AFTER the 2008 economic crisis, signs of recovery became apparent in the UAE during 2011. However, the real effect of the turn-around has become clearly visible during 2012 in all key sectors of the economy.
Trade, aviation, tourism and retail sectors have seen substantial growth, along with the oil and gas industry, benefiting from high international prices.
According to a November speech by the economy minister Sultan Al Mansouri, the UAE's economy is expected to grow by between 3.5 to four per cent during 2012, compared to growth of around 4.2 per cent in 2011, an impressive achievement at a time of growing difficulties for the global economy.
During 2011, the UAE booked a consolidated budget surplus of Dh 36.2 billion, or US$9.85 billion, 2.9 per cent of nominal Gross Domestic Product of Dh1.32 trillion (US $359 billion).

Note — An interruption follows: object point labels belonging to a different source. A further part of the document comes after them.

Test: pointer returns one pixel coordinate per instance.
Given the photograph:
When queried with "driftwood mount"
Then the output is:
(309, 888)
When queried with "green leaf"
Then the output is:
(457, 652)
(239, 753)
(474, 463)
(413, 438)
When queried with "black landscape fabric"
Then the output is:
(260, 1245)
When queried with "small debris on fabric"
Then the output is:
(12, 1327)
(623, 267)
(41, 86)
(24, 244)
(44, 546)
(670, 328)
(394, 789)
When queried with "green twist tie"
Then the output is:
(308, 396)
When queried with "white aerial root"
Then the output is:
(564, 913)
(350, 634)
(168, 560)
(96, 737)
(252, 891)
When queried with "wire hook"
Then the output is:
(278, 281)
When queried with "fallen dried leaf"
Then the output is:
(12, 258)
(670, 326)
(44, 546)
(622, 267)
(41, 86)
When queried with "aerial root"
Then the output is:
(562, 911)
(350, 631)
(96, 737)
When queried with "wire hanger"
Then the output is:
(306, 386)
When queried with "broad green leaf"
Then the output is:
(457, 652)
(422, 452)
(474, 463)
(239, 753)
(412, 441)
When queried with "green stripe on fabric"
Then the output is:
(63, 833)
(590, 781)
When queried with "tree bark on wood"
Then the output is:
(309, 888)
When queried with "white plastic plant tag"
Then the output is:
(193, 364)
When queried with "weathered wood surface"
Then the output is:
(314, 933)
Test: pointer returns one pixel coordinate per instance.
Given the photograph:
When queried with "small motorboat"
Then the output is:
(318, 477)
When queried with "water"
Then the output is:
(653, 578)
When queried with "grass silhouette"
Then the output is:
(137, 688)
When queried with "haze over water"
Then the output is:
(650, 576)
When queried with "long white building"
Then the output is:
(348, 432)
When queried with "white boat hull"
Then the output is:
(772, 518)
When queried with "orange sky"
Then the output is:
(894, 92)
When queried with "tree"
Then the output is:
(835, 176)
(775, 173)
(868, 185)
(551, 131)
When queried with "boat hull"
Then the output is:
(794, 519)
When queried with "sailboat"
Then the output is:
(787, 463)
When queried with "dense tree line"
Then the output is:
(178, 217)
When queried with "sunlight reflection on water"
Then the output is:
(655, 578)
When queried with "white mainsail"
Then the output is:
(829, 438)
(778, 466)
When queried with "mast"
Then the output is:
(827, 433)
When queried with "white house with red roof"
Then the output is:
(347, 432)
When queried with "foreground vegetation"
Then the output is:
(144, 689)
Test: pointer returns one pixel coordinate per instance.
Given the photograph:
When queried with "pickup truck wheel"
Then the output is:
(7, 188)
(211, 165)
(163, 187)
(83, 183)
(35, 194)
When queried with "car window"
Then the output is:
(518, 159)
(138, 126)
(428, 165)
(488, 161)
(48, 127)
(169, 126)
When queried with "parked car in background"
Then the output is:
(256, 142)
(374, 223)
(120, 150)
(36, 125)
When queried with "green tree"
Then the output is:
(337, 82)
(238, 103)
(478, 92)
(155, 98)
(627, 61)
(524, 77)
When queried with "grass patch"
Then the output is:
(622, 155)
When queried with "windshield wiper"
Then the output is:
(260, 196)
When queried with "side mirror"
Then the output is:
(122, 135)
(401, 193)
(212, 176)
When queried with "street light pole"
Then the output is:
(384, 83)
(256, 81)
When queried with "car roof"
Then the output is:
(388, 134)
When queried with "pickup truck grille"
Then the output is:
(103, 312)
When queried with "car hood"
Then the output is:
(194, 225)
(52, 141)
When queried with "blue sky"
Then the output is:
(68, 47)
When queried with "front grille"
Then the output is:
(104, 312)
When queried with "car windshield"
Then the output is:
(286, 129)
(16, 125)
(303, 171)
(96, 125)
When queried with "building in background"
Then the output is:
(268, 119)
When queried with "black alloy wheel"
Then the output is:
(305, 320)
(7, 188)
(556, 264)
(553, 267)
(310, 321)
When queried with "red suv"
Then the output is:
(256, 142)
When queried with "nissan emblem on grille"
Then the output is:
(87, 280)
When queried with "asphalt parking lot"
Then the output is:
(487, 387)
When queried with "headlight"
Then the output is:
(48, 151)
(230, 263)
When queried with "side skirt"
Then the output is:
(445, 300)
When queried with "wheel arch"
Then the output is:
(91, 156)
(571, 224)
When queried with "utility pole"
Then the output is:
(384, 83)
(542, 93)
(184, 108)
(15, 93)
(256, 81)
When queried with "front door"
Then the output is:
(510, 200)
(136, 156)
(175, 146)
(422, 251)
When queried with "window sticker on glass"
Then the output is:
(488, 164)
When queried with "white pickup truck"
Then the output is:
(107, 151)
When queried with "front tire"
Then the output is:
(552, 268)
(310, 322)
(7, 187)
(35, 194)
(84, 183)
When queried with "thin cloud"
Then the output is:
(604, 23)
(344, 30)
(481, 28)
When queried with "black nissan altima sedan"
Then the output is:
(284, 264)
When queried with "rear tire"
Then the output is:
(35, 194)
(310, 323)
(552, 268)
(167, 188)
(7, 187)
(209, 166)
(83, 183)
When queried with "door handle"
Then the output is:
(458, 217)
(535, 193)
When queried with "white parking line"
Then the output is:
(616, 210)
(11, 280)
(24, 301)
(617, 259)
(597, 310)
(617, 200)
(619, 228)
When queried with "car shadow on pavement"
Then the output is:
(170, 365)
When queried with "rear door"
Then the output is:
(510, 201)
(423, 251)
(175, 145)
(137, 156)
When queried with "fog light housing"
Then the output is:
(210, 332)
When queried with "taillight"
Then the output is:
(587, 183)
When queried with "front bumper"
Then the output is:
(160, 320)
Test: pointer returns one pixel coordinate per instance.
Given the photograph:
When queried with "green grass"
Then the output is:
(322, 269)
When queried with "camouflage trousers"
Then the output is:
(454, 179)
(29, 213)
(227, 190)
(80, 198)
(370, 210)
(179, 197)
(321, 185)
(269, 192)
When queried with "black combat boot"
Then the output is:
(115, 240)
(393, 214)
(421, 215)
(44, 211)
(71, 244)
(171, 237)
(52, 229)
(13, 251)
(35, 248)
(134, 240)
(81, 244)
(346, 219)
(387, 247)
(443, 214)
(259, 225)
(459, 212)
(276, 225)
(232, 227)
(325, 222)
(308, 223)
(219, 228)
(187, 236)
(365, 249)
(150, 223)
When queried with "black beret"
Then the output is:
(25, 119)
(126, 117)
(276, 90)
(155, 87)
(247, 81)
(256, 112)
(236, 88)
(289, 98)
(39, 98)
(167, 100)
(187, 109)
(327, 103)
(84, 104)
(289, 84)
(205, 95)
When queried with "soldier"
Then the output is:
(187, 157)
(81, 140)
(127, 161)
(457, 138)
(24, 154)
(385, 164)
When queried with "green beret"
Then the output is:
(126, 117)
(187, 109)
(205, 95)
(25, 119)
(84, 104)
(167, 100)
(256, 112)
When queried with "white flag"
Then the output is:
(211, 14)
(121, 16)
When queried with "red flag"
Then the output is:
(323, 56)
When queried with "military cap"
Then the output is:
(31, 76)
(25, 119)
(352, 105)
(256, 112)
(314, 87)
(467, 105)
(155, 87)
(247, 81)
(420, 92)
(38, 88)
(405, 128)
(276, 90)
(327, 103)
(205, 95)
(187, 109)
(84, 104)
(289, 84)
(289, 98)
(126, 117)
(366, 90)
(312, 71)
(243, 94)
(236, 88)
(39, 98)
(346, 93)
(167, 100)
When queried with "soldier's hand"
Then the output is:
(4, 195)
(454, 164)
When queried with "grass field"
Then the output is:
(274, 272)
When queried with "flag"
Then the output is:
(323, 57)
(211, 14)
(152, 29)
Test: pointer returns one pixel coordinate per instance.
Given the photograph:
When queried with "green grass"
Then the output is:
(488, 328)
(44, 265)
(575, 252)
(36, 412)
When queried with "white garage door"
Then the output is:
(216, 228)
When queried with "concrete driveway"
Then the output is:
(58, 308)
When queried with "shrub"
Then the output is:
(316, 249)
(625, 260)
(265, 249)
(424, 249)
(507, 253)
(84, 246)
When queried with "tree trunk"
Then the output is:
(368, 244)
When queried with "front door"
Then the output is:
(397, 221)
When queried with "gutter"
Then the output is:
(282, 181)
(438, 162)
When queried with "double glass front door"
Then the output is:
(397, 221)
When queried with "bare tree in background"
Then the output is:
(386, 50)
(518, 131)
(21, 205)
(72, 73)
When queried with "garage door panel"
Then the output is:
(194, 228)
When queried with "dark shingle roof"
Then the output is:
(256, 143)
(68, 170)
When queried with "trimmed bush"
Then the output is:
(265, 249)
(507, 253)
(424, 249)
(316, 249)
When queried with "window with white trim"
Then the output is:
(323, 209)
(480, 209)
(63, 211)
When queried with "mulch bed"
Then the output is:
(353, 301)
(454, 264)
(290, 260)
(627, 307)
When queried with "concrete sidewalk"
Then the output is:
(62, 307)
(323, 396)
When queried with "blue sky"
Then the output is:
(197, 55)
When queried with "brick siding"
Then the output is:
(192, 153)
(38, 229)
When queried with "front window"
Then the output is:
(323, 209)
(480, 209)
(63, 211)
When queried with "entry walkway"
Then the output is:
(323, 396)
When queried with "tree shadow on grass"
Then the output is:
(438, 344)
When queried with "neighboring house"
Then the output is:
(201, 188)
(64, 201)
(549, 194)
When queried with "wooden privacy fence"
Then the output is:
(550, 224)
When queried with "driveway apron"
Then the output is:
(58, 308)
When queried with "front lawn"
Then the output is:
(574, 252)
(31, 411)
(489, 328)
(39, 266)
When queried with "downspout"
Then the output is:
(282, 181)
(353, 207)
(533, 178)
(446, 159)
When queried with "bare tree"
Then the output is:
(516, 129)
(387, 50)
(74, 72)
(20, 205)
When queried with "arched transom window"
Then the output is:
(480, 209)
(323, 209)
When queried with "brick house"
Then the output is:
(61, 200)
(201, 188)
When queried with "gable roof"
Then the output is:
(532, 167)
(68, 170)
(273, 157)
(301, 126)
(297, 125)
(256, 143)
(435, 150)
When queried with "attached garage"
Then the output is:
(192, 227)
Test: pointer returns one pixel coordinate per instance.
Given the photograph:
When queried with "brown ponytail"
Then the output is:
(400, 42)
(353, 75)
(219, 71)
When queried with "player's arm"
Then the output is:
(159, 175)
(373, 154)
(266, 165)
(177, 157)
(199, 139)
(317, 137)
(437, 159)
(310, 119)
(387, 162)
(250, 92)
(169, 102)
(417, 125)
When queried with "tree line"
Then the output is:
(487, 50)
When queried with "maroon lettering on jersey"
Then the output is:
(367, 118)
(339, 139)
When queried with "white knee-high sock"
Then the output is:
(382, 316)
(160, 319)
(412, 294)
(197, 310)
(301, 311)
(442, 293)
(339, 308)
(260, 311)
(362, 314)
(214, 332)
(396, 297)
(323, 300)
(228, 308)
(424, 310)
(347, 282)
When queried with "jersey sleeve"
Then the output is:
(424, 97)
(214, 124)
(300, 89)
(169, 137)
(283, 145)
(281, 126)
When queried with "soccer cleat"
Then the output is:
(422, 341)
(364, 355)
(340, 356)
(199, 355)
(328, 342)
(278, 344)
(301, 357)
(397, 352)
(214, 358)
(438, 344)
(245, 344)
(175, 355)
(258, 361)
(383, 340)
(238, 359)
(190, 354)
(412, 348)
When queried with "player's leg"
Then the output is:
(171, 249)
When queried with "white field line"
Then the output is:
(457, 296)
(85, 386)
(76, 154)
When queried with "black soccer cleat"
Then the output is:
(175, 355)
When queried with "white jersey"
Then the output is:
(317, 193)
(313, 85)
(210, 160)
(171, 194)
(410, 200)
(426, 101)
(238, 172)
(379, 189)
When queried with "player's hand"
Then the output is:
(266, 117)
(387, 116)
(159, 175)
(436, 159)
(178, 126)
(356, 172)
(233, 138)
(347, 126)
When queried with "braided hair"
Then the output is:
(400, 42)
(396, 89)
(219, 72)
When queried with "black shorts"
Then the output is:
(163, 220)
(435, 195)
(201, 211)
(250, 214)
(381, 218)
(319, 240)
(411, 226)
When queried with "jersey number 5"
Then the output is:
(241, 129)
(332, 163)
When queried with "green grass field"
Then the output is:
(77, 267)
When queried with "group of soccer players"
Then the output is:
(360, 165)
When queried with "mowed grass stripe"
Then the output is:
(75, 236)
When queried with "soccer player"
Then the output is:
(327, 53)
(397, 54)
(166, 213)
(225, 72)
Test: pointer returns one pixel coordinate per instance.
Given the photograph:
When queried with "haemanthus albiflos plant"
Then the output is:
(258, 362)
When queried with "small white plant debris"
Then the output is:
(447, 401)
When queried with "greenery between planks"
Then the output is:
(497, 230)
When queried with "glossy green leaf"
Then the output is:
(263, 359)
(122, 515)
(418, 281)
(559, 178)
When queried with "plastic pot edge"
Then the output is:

The latest updates from the country's three main airports, Abu Dhabi, Dubai and Sharjah, have all reported double-digit growth in passenger figures and the UAE's busiest airport, Dubai, is expected to record more than 50 million passengers during the course of the year, on its way to becoming the busiest airport in the world.
A selection of other statistics provides a further indication of the country's growth. Even the real estate sector, hardest-hit by the 2008 economic downturn, has revived during the year. The worst victim of that crisis, Nakheel, reported a 97 per cent increase in profits during the first nine months of 2012.
Outside the framework of the formal budgets, further steps have also been taken to help UAE citizens. One way in which this is being done is through what has become known as the Sheikh Khalifa Initiative, a broad collection of activities, supported directly by the president.
The initiative includes a program under which thousands of citizens who lack their own homes have been given houses and a debt-relief program. The Debt Settlement Fund has so far signed agreements with nearly 20 UAE banks on the creation of a mechanism for the payment of loans on which recipients have defaulted.
While sectors such as construction, real estate, tourism, trade and services continue to represent a growing share of the UAE's GDP, the country's oil and gas industry remains of enormous importance, thanks to the presence of the fourth largest oil and fifth largest gas reserves in the world. Most of those are found in Abu Dhabi, both offshore and onshore.